Se battre contre l’ignorance par la répression ne réglera pas le problème de l‘ignorance, la seule façon humaine de gagner ce combat est d’opposer à cette ignorance plus de culture, plus d’éducation, plus de pédagogie et plus de formation, c’est en somme de gagner l’unique guerre qui en vaille humainement la peine : la guerre des idées.
Il existe des endroits qui sont fréquentés par tous ces jeunes. Les écoles, les lieux de culture, les salles de sport sont des endroits où se construit une pensée démocratique, humaine, scientifique, analytique… indispensable à mettre en œuvre au quotidien. Il ne faudrait qu’un coup de pouce pour en garantir l’accessibilité à tous et ainsi donner à tous la possibilité de réussir.
Oui, les endroits et les moyens existent s’il y a une volonté politique pour le faire. Les différentes expressions culturelles, sportives, théâtrales, musicales, plastiques, sont une véritable mine d’or pour capter l’intérêt de notre jeunesse. Il faut leur redonner de l’espoir, les valoriser, les soutenir et les aider à retrouver le chemin des perspectives d’avenir.
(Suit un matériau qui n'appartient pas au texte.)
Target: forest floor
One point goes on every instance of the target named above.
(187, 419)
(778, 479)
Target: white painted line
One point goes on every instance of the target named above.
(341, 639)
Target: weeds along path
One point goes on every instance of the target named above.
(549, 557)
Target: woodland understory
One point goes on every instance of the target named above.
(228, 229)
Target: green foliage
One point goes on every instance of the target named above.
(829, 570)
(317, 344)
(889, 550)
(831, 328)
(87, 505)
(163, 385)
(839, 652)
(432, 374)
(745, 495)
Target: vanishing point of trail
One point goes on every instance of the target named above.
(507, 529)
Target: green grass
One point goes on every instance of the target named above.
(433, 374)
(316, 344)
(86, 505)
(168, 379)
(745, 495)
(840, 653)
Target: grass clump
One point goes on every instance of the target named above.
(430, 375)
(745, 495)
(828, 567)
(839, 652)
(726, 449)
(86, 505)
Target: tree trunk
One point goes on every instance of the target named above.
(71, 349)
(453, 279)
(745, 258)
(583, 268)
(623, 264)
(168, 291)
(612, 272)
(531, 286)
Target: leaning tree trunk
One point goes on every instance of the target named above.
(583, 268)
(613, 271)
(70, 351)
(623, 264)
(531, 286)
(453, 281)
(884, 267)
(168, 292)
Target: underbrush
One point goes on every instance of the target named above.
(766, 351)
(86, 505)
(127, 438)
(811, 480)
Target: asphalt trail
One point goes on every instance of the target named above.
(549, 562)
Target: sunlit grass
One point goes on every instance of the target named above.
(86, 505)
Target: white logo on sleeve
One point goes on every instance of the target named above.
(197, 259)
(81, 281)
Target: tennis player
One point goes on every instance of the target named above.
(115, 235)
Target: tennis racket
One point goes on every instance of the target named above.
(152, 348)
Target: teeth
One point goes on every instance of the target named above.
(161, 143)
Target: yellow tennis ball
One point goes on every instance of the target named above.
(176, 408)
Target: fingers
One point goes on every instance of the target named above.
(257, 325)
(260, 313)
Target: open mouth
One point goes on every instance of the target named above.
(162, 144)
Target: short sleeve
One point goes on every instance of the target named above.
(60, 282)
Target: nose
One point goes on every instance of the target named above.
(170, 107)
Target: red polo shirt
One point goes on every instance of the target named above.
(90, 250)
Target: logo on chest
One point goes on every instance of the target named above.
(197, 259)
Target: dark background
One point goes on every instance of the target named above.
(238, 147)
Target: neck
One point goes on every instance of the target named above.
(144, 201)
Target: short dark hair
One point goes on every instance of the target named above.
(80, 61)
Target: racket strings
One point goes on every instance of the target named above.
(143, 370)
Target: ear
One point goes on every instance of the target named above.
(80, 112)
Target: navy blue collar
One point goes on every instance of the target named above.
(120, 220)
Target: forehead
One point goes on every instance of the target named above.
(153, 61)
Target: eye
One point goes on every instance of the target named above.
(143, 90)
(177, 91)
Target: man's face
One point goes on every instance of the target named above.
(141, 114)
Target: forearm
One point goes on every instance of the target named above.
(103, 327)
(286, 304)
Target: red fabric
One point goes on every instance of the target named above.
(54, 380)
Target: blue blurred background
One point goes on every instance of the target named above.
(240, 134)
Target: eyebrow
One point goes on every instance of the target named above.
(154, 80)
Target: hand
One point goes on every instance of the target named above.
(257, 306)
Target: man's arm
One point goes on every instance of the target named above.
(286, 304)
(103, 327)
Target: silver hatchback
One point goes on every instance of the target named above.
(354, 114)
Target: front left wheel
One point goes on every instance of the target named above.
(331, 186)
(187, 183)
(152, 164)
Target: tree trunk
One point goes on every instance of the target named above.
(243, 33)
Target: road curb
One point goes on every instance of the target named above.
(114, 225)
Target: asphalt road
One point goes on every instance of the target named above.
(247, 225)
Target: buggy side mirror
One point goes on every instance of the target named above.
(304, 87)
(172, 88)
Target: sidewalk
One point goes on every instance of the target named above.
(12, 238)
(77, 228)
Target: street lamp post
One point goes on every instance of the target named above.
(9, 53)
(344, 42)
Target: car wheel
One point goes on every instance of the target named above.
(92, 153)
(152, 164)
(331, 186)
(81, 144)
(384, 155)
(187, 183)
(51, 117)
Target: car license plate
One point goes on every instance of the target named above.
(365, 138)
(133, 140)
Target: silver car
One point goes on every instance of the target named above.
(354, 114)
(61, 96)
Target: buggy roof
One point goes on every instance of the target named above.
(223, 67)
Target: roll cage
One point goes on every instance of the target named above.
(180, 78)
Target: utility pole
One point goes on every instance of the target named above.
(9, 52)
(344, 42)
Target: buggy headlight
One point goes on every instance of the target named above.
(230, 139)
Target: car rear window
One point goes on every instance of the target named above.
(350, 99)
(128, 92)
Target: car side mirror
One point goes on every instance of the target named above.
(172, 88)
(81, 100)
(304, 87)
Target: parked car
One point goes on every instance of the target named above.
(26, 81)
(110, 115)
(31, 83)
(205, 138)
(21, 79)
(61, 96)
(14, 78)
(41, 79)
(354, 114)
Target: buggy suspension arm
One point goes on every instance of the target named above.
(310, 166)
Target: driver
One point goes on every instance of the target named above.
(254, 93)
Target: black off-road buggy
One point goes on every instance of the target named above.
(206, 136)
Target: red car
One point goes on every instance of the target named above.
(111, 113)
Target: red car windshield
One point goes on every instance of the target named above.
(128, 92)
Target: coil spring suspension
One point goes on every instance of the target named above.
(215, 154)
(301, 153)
L’influence de ces expressions culturelles est immense, nous sommes souvent les dernières personnes de confiance et leur dernier wagon mais nos moyens sont rudimentaires et nos propres contrats (pour ceux qui en ont...) sont précaires. La norme est souvent la débrouille ou le volontariat. Le travail qui nous attend est immense à la mesure des problèmes de ces quartiers paupérisés. Je vous en conjure : donnez- nous les moyens d’agir, nous sommes souvent l’ultime rempart de ces jeunes avant la chute libre.